Aktiv gegen den Pflegenotstand
Der Pflegenotstand ist ein allseits bekanntes Schlagwort und gesamtgesellschaftliches Problem. In vielen Pflegeeinrichtungen mangelt es an Personal, das zudem unzureichend bezahlt wird. Dies hat auch Folgen für die Patienten, die oft eine lange Wartezeit für eine Behandlung in Kauf nehmen müssen. Der aktuelle Gesundheitsminister Jens Spahn will sich nun für eine bessere Bezahlung der Pflegekräfte einsetzen. Dabei vernachlässigte er bisher jedoch die Heilmittelerbringer.
Um das zu ändern und über die finanziellen und psychischen Belastungen der Therapeuten aufzuklären, veröffentlichte der Frankfurter Physiotherapeut Heiko Schneider Ende Mai einen Brandbrief, der viel Aufmerksamkeit erregte. Infolgedessen erreichten ihn unzählige Briefe von anderen Therapeuten, die sich mit ihm solidarisierten und ihre Missstände teilten. Mit den gesammelten Erfahrungen und in Begleitung weiterer Therapeuten fuhr er mit dem Fahrrad nach Berlin, um Spahn persönlich die Briefe zu übergeben. Kurz vorm Ziel organisierte Schneider eine Fahrraddemonstration, an der etwa 700 Therapeuten teilnahmen. Es folgten weitere Aktionen vonseiten betroffener und unzufriedener Therapeuten.
Mit Kreide aufrütteln
Auch Guhl wollte ihrem Ärger Ausdruck verleihen und sich für eine bessere Bezahlung und Ausbildungsbedingungen der Berufsgruppe einsetzen, da „viele gar nicht wissen, wie es uns geht“. Auf dem Weg zur Arbeit fand sie an einer der Eimsbütteler Tauschecken eine Box voller Kreide und „meine Idee einer Kreideaktion war geboren“, berichtet die 25-Jährige.
Auf den ersten Versuch in der Großen Bergstraße in Altona folgten unzählige Aktionen an der Osterstraßen und anderen geschäftigen Orten Eimsbüttels. Über eine Facebook-Gruppe organisiert Guhl gemeinsame Unternehmungen mit anderen Therapeuten, die sich vom „Kreidewahn“ haben anstecken lassen, berichtet die Ergotherapeutin.
Arbeiten, um die Arbeit zu finanzieren
Im Vorfeld hatte auch sie einen Brief an den neuen Gesundheitsminister verfasst:
„Ich als Ergotherapeutin wollte auch etwas machen und dann habe ich diesen Brief geschrieben.
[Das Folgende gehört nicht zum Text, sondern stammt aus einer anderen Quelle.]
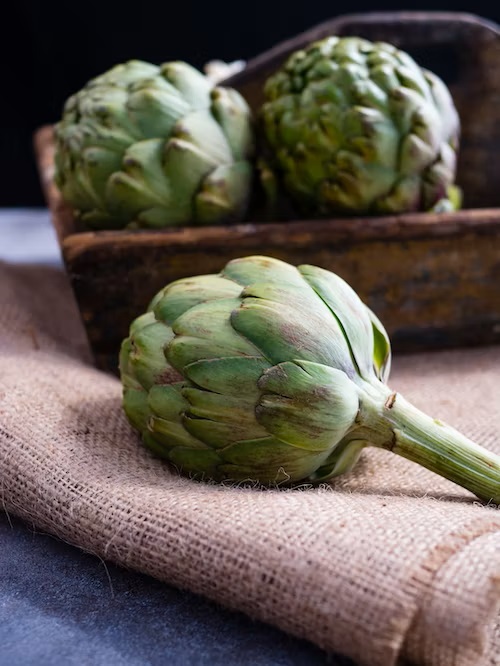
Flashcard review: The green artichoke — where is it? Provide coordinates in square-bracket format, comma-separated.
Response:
[55, 60, 254, 229]
[259, 37, 461, 217]
[120, 256, 500, 502]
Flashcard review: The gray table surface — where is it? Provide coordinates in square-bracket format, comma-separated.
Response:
[0, 209, 353, 666]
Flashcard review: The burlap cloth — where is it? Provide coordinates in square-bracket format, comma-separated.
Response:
[0, 264, 500, 666]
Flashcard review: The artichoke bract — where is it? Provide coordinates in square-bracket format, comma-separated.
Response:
[55, 60, 254, 229]
[259, 36, 461, 217]
[120, 256, 500, 502]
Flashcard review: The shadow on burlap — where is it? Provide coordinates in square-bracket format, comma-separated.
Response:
[0, 264, 500, 666]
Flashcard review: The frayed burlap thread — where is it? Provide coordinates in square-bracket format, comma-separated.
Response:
[0, 264, 500, 666]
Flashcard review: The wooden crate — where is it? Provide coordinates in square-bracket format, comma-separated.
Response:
[34, 12, 500, 372]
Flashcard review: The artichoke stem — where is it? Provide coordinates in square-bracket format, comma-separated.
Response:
[381, 393, 500, 504]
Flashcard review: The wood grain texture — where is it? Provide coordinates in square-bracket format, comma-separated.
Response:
[30, 12, 500, 372]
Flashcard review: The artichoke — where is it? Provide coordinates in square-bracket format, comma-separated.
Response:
[120, 256, 500, 502]
[258, 37, 461, 217]
[55, 60, 254, 229]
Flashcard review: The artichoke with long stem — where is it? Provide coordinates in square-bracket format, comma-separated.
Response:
[120, 256, 500, 502]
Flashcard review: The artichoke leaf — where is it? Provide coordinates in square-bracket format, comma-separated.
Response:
[255, 361, 359, 451]
[149, 275, 241, 325]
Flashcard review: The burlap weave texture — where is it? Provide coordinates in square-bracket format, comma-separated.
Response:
[0, 264, 500, 666]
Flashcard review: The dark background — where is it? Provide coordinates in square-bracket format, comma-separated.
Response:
[0, 0, 500, 206]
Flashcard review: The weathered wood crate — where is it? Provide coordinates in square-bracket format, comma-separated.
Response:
[34, 12, 500, 372]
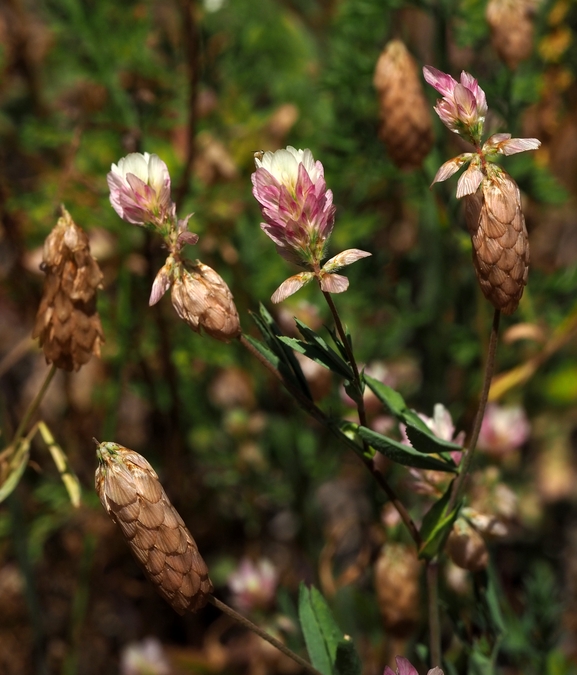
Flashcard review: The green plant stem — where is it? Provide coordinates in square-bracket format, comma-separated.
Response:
[11, 364, 56, 449]
[208, 595, 322, 675]
[427, 558, 441, 668]
[238, 335, 422, 547]
[447, 309, 501, 513]
[322, 291, 367, 427]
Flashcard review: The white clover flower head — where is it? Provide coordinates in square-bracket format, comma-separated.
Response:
[107, 152, 175, 226]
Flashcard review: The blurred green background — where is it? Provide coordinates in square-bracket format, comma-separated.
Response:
[0, 0, 577, 675]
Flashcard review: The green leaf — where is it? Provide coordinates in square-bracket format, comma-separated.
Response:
[299, 584, 333, 675]
[335, 636, 363, 675]
[245, 304, 312, 401]
[0, 438, 30, 502]
[38, 422, 82, 508]
[357, 426, 456, 472]
[419, 481, 460, 560]
[363, 374, 462, 462]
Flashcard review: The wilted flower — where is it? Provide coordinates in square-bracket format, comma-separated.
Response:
[383, 656, 443, 675]
[107, 152, 175, 226]
[32, 207, 104, 371]
[95, 442, 212, 614]
[228, 558, 278, 612]
[478, 403, 531, 455]
[169, 260, 241, 342]
[423, 66, 541, 314]
[251, 145, 371, 302]
[120, 637, 172, 675]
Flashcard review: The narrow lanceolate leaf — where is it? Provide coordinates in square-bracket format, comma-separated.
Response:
[0, 438, 30, 503]
[357, 426, 456, 472]
[363, 374, 462, 456]
[38, 422, 82, 508]
[299, 584, 361, 675]
[419, 482, 460, 560]
[245, 304, 312, 401]
[96, 443, 212, 614]
[299, 584, 333, 675]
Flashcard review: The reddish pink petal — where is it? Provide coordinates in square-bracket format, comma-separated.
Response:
[322, 248, 372, 273]
[457, 165, 483, 199]
[431, 152, 473, 187]
[321, 274, 349, 293]
[271, 272, 314, 304]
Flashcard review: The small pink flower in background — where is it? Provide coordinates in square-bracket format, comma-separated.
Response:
[478, 403, 531, 455]
[251, 145, 371, 303]
[383, 656, 443, 675]
[120, 637, 172, 675]
[228, 558, 278, 612]
[107, 152, 175, 226]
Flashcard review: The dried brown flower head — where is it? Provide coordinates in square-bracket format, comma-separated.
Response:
[373, 40, 433, 169]
[375, 542, 421, 637]
[32, 207, 104, 371]
[465, 169, 529, 314]
[171, 260, 241, 342]
[486, 0, 537, 70]
[96, 442, 212, 614]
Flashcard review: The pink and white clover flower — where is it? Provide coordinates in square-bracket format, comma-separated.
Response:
[106, 152, 175, 226]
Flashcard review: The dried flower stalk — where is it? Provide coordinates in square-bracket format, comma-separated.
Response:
[465, 169, 529, 314]
[32, 207, 104, 371]
[373, 40, 433, 169]
[96, 442, 213, 614]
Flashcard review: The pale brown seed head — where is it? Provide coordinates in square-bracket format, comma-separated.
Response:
[96, 442, 213, 614]
[171, 260, 241, 342]
[32, 207, 104, 370]
[373, 40, 433, 169]
[375, 542, 421, 637]
[486, 0, 536, 70]
[465, 172, 529, 314]
[445, 518, 489, 572]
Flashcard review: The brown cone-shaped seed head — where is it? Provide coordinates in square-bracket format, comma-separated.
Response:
[486, 0, 536, 70]
[32, 207, 104, 370]
[96, 442, 212, 614]
[375, 542, 421, 637]
[373, 40, 433, 169]
[445, 518, 489, 572]
[465, 170, 529, 314]
[171, 260, 241, 342]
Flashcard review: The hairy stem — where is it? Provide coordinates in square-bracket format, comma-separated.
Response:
[238, 335, 421, 547]
[427, 558, 441, 668]
[208, 595, 321, 675]
[447, 309, 501, 513]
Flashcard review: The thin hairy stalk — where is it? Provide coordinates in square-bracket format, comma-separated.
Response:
[427, 558, 441, 668]
[322, 291, 367, 427]
[238, 335, 421, 547]
[447, 309, 501, 513]
[208, 595, 321, 675]
[11, 364, 56, 448]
Das hat mich ein wenig Überwindung gekostet.“
Darin stellt sie dar, dass es ein Unding sei, für die Ausbildung über 18.000 Euro zahlen zu müssen und anschließend einen Bruttolohn von durchschnittlich 2.200 Euro in Hamburg zu erhalten. Zudem kosten notwendige Fortbildungen mehrere Tausend Euro und müssen häufig privat übernommen werden. Darüber hinaus wird lediglich die Behandlung von Patienten bezahlt, nicht aber die Dokumentation und Berichterstattung, weshalb viele Therapeuten die Behandlungszeit verkürzen müssen.
In Bezug auf den Fachkräftemangel betont Guhl die langen Wartelisten, die viele Patienten frustrieren, doch mehr gehe aufgrund der ausgebuchten Praxen einfach nicht, gesteht die Ergotherapeutin. Auch, wenn sie in diesem Berufsfeld ihre Berufung gefunden hat, so „kann ich es nicht unterstützen, dass Leute Ergotherapeuten werden und das tut weh. Ich mache das nur für meine Patienten, um ihnen zu helfen und kann mir keinen anderen Beruf vorstellen.“ Trotzdem hat sie Verständnis für ihre Kollegen, die sich beruflich umorientieren, da sie sich ihre Arbeit nicht mehr leisten können.
Auch in anderen Städten gehen Therapeuten derzeit mit der Kreide auf die Straße. Für den 26. August ist außerdem eine bundesweite Kreideaktion geplant.